Glucagon was used in the past, and is still being used at some sites, as a spasmolytic agent for CT colonography. Many of the older published trials evaluating the performance of CT colonography for polyp detection were performed on subjects who had received 1 mg of glucagon intravenously. The routine use of glucagon for colonic evaluation had been adopted from barium enema practice. Some studies have found decreased discomfort during and after barium enema when glucagon is given prior to the procedure (Bova et al. 1993; Meeroff et al. 1975). However, it has also been reported that there was no improvement in colonic distension on double-
contrast barium enema after the administration of glucagon  and that there was also no improvement in colon polyp detection rates on double-contrast barium enema with glucagon administration (Thoeni et al. 1984). Important differences exist between the barium enema examination and CT colonography when considering the usefulness of glucagon for these studies. Liquid barium may cause colonic spasm during the barium enema examination, but this does not occur during CT colonography. Additionally CT colonography is a much more rapid study than barium enema. Colonic insufflation with air is important during the scan phase of the CT, which is very short and occupies less than 15_s in each position, whereas a distended colon is needed for at least 15 min after glucagon is administered for the barium enema examination.

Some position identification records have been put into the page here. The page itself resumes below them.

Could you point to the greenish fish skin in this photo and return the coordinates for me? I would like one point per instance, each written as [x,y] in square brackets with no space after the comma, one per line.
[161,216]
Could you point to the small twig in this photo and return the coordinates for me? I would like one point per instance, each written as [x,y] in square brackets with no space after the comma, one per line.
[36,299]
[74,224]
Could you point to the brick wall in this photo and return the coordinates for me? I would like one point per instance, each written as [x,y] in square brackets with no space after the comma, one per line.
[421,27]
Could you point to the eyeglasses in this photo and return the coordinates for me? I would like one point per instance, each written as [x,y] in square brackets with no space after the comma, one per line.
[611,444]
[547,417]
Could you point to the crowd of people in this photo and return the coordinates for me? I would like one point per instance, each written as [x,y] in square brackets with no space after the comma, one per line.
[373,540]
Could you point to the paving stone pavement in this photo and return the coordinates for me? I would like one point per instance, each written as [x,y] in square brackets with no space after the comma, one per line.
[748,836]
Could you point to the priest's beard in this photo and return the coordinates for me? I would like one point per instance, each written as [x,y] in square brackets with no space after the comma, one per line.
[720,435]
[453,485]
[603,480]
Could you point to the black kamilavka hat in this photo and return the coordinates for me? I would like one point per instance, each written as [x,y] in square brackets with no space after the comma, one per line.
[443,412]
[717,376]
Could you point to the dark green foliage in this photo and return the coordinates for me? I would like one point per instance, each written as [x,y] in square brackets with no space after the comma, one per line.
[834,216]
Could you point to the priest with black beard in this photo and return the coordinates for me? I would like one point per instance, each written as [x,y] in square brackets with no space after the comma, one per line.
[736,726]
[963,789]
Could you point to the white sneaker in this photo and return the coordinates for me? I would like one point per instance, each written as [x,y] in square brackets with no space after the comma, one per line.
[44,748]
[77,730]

Trials specifically evaluating the value of intravenous glucagon for CT colonography have been conducted. CT colonography was performed in 60 patients following manual air insufflation of the colon up to maximum patient tolerance. Thirty-three patients received 1 mg of glucagon immediately prior to the CT scan and the remaining patients did not (Yee et al. 1999a). Segmental as well as overall colonic distension was evaluated. The colon was divided into eight segments in both supine and prone positions for a total of 16 segments per patient. It was found that glucagon administration did not significantly improve colonic distension in supine or prone positions. In patients receiving glucagon, 222 segments (84.1%) were considered adequately distended. In patients not receiving glucagon, 187 segments (86.6%) were adequately distended. No statistically significant differences were identified between the glucagon group and the non-glucagon group for overall colonic distension scores in the prone, supine, or combined positions.

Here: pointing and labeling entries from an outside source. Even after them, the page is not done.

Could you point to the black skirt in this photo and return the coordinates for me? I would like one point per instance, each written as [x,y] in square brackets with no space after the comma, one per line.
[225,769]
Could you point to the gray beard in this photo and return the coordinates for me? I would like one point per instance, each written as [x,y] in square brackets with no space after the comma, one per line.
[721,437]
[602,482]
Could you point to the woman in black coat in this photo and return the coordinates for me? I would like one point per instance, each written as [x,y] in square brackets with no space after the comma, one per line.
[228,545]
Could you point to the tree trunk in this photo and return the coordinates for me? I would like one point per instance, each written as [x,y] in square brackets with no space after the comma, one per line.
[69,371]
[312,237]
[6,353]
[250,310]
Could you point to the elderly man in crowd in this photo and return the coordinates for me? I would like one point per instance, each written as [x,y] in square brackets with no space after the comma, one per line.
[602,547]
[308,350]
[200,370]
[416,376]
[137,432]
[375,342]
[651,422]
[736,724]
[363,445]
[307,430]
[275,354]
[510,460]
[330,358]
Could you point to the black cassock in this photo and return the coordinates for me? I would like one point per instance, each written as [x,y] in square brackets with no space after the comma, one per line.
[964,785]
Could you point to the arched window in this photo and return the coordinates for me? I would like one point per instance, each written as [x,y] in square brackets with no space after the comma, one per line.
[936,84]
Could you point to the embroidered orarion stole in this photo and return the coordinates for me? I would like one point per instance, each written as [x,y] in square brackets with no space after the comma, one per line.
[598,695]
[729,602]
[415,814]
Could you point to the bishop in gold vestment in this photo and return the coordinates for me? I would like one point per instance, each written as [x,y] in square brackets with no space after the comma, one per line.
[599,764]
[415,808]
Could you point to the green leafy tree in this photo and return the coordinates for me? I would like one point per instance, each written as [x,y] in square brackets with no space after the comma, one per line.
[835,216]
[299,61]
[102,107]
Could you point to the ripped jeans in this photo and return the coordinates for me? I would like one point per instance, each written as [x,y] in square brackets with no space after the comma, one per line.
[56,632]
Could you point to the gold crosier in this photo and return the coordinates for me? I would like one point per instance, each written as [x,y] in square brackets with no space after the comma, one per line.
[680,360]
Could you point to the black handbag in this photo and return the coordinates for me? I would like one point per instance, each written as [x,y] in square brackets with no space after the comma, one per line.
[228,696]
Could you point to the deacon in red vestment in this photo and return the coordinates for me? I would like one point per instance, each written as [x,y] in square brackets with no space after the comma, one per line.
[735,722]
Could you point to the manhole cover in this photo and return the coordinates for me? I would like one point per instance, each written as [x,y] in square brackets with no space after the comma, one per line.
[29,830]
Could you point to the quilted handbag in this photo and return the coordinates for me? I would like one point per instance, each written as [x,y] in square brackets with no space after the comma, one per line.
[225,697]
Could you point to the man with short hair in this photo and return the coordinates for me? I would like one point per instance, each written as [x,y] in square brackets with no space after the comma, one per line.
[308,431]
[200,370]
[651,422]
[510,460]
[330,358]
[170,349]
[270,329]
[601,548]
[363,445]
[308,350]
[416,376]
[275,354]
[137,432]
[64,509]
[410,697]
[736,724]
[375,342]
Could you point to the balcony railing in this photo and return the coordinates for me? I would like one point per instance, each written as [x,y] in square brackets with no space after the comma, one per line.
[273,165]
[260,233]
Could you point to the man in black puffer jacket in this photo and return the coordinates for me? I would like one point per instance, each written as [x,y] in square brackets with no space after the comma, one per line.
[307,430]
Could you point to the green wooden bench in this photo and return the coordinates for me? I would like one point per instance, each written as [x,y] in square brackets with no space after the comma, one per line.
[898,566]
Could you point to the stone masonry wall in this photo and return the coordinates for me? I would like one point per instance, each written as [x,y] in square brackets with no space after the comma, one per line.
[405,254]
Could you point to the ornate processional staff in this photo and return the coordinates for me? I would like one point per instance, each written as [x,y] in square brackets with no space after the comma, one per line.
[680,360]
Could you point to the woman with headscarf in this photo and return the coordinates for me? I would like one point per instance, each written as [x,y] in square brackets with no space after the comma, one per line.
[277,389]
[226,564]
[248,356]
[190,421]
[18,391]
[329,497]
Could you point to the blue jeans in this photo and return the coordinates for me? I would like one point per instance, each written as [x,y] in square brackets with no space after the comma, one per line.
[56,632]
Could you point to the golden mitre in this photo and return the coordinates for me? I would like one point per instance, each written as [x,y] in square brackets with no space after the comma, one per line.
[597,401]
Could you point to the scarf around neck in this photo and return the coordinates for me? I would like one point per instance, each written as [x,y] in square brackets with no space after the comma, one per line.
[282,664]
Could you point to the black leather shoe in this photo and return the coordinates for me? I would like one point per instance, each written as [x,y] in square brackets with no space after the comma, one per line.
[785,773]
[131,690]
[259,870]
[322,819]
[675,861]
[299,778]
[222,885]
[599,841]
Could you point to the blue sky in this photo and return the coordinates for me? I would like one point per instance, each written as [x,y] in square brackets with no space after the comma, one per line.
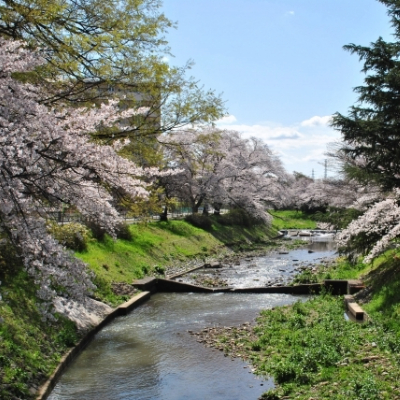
[279,64]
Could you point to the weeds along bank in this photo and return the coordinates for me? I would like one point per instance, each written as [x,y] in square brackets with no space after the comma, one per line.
[314,352]
[31,348]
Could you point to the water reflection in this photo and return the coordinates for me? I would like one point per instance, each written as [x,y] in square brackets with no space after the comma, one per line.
[150,355]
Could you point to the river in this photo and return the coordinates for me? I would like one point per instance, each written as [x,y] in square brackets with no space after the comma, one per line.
[149,354]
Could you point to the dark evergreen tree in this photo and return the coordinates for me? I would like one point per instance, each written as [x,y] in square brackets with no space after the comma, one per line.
[371,131]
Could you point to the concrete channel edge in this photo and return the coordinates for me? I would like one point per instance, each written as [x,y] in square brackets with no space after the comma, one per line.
[153,285]
[46,389]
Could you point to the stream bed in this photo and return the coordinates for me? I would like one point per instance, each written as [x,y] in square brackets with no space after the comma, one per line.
[150,354]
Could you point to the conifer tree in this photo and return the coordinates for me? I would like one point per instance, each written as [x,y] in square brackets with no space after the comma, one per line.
[371,130]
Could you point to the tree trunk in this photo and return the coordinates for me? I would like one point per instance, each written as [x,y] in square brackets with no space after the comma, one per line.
[164,214]
[217,209]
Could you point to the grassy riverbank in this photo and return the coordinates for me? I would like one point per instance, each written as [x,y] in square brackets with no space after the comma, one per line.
[313,352]
[30,348]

Another study also found that colonic distension at CT colonography is improved by dual positioning but not by the administration of intravenous glucagon (Morrin et al. 2002). In a study of 96 patients, 74 subjects received 1 mg of glucagon intravenously immediately prior to CT scanning and 22 patients did not. A five-point scale was used to score adequacy of distension, with 1 = collapsed and 5 = excellent distension. There was no statistically significant difference between the glucagon and non-glucagon groups (mean distension scores 3.6 and 3.9, respectively). We do not administer glu-cagon routinely for CT colonography at our institution, but we use it in specific cases where there is significant patient discomfort or evidence of colonic spasm on the scout CT view. Initial investigation has also found that glucagon does not appear to improve the sensitivity of CT colonography for detection of colorectal polyps (Yee et al. 1999b).